I dreaded the election of either because it will mean an increase of the influence of religion in civic life either because McCain is hostage to evangelical Christians, or because Obama seems to me sincerely religious.
David Sedaris said being an undecided voter in this election was like being undecided between a good lunch and a pile of shit with ground glass in it. My version of Sedaris’s choice is two Big Macs, one with ground glass, one without. The choice was clear, but it was not interesting or nutritious.

Geoffrey Fox said...

Thanks for spelling out so clearly your views, Dirk. I'm certain that this election does make a huge difference, however. Not because of the symbols (1st black president, great slogans), though those are important because of what is behind them (this particular nonwhite man and his values and abilities, and what those slogans indicate). This election opens up possibilities for collective action by ordinary citizens like you and me, action across both our internal and external borders, possibilities that were shut down to the max under GWB with his Patriot Act spying, Homeland Security excesses, and his utter refusal to listen when we demonstrated -- e.g., to keep from invading Iraq. The campaign (massive donations, creative Internet use etc.) has mobilized forces far greater than any administration could hope to control. And the man we elected doesn't have a philosophy or desire for "control" anyway -- he's a community organizer, one who gets others to act.

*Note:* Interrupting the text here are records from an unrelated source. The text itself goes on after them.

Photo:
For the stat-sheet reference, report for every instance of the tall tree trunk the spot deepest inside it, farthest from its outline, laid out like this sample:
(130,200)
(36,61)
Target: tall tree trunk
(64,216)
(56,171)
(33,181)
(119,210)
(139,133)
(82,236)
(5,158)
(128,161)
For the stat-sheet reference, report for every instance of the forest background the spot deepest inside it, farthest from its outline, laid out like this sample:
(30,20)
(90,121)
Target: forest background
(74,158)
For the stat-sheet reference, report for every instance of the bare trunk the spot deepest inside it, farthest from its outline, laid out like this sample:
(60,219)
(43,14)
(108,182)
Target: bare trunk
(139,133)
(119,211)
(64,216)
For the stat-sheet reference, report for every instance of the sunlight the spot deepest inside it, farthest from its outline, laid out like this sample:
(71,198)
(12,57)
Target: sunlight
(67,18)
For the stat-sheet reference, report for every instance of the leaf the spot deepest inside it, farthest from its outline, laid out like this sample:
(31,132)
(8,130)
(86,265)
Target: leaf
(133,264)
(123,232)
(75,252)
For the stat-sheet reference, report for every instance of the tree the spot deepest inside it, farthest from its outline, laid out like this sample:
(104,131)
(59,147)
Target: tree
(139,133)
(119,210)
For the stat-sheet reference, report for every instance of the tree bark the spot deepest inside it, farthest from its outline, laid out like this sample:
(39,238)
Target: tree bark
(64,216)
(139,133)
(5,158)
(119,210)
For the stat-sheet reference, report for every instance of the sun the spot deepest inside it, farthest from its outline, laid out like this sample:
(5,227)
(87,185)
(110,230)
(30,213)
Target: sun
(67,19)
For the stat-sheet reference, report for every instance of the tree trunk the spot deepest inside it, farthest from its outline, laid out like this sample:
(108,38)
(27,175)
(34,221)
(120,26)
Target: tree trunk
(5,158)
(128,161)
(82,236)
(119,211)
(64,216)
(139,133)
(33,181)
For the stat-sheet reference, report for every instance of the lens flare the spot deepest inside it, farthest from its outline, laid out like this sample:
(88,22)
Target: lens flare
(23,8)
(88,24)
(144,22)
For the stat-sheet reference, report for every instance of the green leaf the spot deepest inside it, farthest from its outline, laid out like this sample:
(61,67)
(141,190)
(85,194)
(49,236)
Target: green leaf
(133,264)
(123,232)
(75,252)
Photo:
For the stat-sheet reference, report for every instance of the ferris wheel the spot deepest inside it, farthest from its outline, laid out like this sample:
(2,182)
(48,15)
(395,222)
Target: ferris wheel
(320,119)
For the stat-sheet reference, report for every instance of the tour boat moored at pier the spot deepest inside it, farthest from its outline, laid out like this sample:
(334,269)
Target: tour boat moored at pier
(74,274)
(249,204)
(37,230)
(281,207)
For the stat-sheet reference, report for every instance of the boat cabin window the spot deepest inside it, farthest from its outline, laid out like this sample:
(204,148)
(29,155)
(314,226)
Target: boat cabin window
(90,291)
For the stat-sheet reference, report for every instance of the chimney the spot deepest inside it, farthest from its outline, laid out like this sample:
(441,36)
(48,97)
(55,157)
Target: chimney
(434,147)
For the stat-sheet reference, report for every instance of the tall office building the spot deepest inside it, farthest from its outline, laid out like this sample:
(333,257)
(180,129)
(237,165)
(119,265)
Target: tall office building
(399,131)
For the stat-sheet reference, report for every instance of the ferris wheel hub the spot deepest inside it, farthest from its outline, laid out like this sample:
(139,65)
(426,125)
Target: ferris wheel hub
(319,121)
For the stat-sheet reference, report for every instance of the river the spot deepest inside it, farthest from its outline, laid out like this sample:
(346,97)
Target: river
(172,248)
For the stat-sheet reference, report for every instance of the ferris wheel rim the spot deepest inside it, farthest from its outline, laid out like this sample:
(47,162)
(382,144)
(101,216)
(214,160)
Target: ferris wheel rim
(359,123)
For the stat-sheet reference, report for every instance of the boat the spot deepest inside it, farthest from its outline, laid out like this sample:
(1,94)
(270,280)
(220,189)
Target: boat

The only major politician I can think of who had a similar approach (don't laugh, but think about it) was Fidel Castro in his early years. That regime ultimately congealed, but the Obama administration can't in the institutional framework of the U.S. (Cuba had no viable institutional framework once the revolution smashed Batista, so no effective checks). But anyway, what happened to Cuba should be a subject for a future blog. Meanwhile, I hope you look at the sites I recommended in my most recent blog, on Obama's background and why he is such a different kind of politician than we're used to.